Labour MPs issue PM 'wake-up call'

Gordon Brown has been warned by six former Labour ministers that he must come up with a "convincing new narrative" or risk a "hammer blow" to the Government.

They are among 12 Labour MPs suggesting that voters' faith in the Government's economic competence has been shaken by the recent turmoil.

The group said ministers had offered "no explanation" as to how they would navigate the economy through its present difficulties. It also points to a "malaise" in public services and questions the wisdom of Chancellor Alistair Darling's £2.7 billion tax U-turn earlier this year.

The wake-up call for the Prime Minister comes in an article signed by, among others, former health secretary Patricia Hewitt.

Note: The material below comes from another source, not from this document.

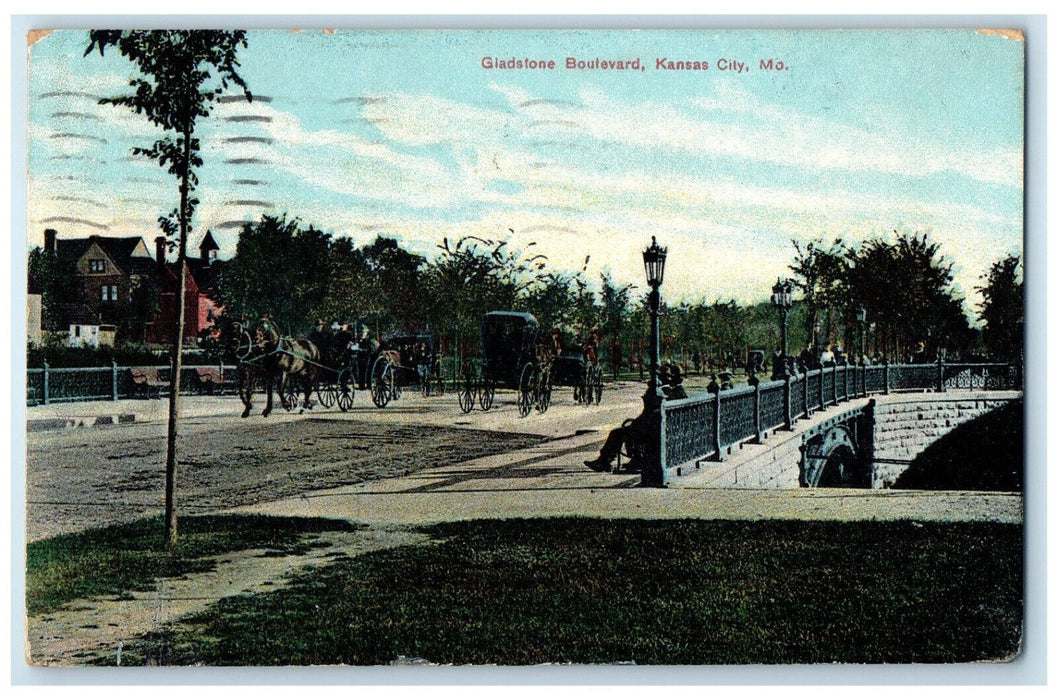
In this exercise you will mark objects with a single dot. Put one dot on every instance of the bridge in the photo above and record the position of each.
(847, 425)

In the piece for Progress magazine, the MPs said: "Labour needs to provide a convincing new narrative if left-of-centre politics are to remain the driving force in Britain. This has to be more than a series of policy initiatives. It has to set a new framework for post-credit crunch Britain."

They said the party's most urgent task was to "renew confidence in our economic competence". And they described recent policies as being "defensive" when the party needed to be "bold". "Our most urgent task is to renew confidence in our economic competence so that people know that the country will come out of the current downturn with a resilient economy and a cohesive society," they went on.

While Labour was "rightly" rejecting Tory solutions to previous recessions, they said, Labour had "no explanation yet as to how we are going to steer the economy through the troubled waters ahead".

"Clamour is understandably growing for measures to help families under financial pressure from rising energy prices and heavy mortgage costs. But one-off taxes and payouts, no matter how justified in their own terms, do not amount to a strategy.

"Tax is very good for raising money to pay for public services and universal benefits. It is not very good for targeting money at particular pressure points."

Besides Ms Hewitt, the article's signatories include former culture minister Janet Anderson, former Home Office minister George Howarth, former Transport ministers Stephen Ladyman and Karen Buck and former deputy Commons leader Paddy Tipping. Others are backbenchers Eric Joyce, Sally Keeble, Martin Linton, Shona McIsaac, Margaret Moran and Tom Levitt.